ヴァージンの不埒な欲望
優しい時間
横山さんのお店を出て拓夢さんの車まで戻れば、ちょうどお昼の十二時になるところだった。
「愛美ちゃん、お昼ご飯を誘ってもいいかな?」
拓夢さんと、まだ一緒にいられるんだ!
「はい、喜んで!拓夢さん、今度こそ私に……」
「愛美ちゃん、ちょっと待って!愛美ちゃんの言いたい事はわかる。でも、今から行こうと思ってるお店は俺の知り合いの店だから、俺にカッコつけさせて。その代わり、愛美ちゃんにお願いがある」
「お願い、ですか?」
「うん。
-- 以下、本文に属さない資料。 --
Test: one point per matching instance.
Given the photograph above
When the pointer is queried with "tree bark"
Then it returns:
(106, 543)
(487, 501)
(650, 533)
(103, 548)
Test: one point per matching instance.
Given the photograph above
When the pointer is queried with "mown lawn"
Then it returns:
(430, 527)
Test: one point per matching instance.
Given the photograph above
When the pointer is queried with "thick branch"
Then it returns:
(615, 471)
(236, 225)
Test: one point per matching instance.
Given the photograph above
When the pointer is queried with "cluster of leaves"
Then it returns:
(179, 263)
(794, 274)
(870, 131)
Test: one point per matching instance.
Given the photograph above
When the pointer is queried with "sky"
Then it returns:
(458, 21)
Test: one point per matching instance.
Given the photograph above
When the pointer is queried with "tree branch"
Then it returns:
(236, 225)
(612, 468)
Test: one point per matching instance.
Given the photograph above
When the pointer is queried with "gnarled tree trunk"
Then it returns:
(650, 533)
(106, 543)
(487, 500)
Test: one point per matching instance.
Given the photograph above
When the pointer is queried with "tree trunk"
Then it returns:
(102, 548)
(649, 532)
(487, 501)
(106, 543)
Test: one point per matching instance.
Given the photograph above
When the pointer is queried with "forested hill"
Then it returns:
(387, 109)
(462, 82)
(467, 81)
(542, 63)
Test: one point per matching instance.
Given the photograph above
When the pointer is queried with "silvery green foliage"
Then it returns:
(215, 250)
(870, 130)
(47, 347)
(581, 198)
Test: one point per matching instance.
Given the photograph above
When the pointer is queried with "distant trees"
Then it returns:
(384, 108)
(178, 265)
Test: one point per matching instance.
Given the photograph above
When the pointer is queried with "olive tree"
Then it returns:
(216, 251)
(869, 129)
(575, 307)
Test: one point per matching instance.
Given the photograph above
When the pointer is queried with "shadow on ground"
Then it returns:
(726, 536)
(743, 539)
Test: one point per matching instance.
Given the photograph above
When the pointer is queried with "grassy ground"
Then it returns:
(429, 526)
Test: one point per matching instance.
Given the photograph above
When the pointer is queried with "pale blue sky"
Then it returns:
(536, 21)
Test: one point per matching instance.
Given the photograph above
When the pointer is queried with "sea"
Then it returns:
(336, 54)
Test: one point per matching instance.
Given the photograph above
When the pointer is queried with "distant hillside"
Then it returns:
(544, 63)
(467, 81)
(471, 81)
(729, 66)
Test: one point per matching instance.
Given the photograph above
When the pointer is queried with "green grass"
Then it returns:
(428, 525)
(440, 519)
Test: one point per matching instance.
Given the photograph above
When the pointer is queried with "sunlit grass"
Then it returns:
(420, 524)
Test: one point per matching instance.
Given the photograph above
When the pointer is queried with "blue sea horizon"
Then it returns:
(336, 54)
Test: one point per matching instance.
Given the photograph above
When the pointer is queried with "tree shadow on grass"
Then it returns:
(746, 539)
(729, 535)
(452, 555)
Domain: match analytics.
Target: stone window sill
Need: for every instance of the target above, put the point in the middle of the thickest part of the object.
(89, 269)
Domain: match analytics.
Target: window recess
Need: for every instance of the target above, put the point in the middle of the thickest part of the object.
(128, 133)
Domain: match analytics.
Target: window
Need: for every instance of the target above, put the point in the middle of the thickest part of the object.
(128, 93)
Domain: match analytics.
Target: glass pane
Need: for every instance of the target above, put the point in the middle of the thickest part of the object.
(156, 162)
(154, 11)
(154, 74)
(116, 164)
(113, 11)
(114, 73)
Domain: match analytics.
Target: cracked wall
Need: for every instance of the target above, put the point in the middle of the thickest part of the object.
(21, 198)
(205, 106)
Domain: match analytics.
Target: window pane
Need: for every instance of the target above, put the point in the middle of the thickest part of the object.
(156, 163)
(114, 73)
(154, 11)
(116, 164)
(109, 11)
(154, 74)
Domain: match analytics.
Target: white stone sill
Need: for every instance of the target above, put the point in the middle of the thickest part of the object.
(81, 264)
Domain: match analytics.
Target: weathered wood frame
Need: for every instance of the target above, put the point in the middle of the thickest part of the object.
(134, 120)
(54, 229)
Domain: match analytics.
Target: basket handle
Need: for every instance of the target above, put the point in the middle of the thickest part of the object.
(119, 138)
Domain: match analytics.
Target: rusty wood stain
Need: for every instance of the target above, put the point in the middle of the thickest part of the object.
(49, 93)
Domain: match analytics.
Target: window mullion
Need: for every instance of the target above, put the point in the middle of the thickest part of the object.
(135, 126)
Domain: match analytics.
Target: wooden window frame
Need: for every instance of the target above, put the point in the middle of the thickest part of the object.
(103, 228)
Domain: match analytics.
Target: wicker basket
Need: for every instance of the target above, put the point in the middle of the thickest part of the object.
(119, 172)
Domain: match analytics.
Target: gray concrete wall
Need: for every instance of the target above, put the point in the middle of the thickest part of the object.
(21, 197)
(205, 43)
次に会う時には、愛美ちゃんの作ったお弁当が食べたい!」
「えっ!お弁当?」
全く予想していなかった拓夢さんのお願いに、思わず目を丸くした。お弁当って……本当にそんな物で、いいのだろうか?
小さく頷いた後、拓夢さんは続けた。普段の食事はどうしても、外食やコンビニのお弁当になりがちだ。そういう物が続くと、自分の為だけに作られた愛情たっぷりのお料理が、無性に恋しくなる、のだそうだ。
「愛美ちゃん、俺の為にお弁当、作ってくれるよね?」
「拓夢さんの為だけに、作ったお弁当……」
「そう!俺の為だけに」
「愛情、たっぷりで」
「愛情、たっぷりで!」
拓夢さんに探るような瞳を向けられ、私はコクコクと頷いた。
「やった!」
拓夢さんがくしゃりと笑い、私の顔は一気に熱を持つ。